Holy Cross Day – September 14, 2019 – John 12:31-36a – St. Mary’s Convent, Sewanee

The cross is everywhere. Signed on our foreheads, across our chests, and on our hands. Laid in our stonework, etched into our windows, and even baked right into our communion bread.

The cross is the Christian symbol, and for good reason: Jesus died on the cross. As an instrument of torture, the cross carries with it the baggage of violence, shame, and death, but God took this sign of torture and made it a sign of new life.

Imagine. An instrument of death becoming a symbol of new life. Like all good Christian theology, it’s paradoxical to the core.

Over the centuries some folks have, unfortunately, used the cross to inflict shame. Some who grew up attending rigid parochial schools or fire-and-brimstone churches are still scarred by the guilt they felt when they were told that they were responsible for hanging Jesus on it.

You and I know that the cross is not an emblem designed to manipulate our emotions. The cross is a tangible reminder of the intersection of human and divine life.

When we see God enfleshed on the cross, we witness God identifying with human suffering in an unparalleled way. Even Jesus, born of a woman, yet one with his father in heaven, did not escape the cold reality of death.

God, at one with our human nature, gets it. God gets that we suffer, and God shows us on the cross that he is with us when we do.

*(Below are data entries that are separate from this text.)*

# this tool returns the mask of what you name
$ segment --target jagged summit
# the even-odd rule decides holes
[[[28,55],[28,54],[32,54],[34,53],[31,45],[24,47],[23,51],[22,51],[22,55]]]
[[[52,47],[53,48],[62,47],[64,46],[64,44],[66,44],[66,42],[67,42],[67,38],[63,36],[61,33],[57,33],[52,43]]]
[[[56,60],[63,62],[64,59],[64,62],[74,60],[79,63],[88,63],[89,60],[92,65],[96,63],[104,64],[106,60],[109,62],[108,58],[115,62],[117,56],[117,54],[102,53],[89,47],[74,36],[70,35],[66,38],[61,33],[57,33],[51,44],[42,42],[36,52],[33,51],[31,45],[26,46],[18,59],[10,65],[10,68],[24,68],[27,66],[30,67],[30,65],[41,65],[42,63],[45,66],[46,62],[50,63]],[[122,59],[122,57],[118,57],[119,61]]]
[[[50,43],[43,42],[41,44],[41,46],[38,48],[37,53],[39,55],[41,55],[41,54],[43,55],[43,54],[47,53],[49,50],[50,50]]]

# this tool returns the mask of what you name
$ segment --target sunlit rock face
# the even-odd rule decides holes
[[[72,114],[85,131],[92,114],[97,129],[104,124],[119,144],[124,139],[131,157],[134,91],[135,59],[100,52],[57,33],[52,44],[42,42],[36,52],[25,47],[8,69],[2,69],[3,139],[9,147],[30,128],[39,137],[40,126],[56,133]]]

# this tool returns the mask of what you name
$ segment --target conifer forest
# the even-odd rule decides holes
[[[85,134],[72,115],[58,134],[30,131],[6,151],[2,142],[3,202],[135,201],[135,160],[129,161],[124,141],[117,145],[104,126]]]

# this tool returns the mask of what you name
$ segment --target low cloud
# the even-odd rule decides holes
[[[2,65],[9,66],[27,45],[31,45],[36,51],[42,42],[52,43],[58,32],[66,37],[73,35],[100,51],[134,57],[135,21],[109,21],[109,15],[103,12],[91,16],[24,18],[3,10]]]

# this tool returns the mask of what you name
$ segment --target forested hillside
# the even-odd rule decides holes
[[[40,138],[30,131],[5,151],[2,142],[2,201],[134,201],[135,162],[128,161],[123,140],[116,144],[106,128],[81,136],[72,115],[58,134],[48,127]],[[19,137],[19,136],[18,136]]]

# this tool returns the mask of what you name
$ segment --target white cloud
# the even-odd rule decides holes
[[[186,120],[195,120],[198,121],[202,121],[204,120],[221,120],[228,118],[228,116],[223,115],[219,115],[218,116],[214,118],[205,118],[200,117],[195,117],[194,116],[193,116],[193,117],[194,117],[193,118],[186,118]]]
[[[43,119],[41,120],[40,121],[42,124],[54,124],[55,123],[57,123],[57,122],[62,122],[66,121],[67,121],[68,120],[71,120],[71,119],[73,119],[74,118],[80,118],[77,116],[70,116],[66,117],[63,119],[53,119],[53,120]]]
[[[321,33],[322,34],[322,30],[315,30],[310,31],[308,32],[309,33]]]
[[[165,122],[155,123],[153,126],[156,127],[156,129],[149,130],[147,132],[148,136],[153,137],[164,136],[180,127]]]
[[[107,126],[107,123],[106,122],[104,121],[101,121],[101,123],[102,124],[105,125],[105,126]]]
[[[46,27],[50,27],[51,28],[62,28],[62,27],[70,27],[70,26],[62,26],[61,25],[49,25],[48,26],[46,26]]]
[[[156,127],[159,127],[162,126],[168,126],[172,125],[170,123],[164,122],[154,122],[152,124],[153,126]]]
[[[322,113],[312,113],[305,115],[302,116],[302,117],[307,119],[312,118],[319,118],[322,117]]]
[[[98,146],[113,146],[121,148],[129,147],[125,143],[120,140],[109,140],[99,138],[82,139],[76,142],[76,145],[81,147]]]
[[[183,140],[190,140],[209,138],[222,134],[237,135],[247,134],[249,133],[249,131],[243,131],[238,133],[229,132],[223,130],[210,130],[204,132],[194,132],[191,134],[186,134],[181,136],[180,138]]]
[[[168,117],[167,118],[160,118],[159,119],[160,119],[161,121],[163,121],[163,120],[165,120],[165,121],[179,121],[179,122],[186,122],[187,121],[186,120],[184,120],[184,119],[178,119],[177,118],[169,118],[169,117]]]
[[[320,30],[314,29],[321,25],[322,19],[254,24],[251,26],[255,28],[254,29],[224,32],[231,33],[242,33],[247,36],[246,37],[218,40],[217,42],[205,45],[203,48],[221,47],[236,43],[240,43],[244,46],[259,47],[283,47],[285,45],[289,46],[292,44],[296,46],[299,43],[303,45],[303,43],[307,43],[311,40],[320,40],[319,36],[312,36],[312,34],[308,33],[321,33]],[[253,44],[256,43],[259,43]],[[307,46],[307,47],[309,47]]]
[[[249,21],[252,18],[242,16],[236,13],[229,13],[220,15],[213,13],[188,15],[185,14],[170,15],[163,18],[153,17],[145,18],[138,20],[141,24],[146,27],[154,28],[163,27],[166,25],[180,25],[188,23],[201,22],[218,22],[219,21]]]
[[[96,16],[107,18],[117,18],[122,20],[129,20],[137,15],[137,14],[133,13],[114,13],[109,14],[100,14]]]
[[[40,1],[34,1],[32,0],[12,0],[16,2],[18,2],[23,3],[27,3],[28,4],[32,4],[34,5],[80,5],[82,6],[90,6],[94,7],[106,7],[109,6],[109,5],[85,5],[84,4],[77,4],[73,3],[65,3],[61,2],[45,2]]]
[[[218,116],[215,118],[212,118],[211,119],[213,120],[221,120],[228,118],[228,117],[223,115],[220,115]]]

Most importantly of all, God shows us that suffering and death do not ultimately get the last word. That belongs to resurrection.

On the cross we see the hard reckoning of human pain with the promise of new life in God who loves us beyond measure. Ironically, by dying, Jesus shows us just how powerful his life is. We are inheritors of that life—eternal life—in Christ.

We remember the cross today because of its sacred place in that eternal life. I’m not sure what happened to the real one, though its purported fragments abound. But that’s okay. The reality of its power does not depend on its archeological discovery.

The cross still marks the spot of Jesus’ death and ensures us of the promise of eternal life. On our bodies. On this altar. Built right into the side of this building. Baked right into this holy bread.

Rejoice friends, for wherever Jesus’ cross is, there God is at work, transforming death into life. Thank God it’s grafted on our hearts.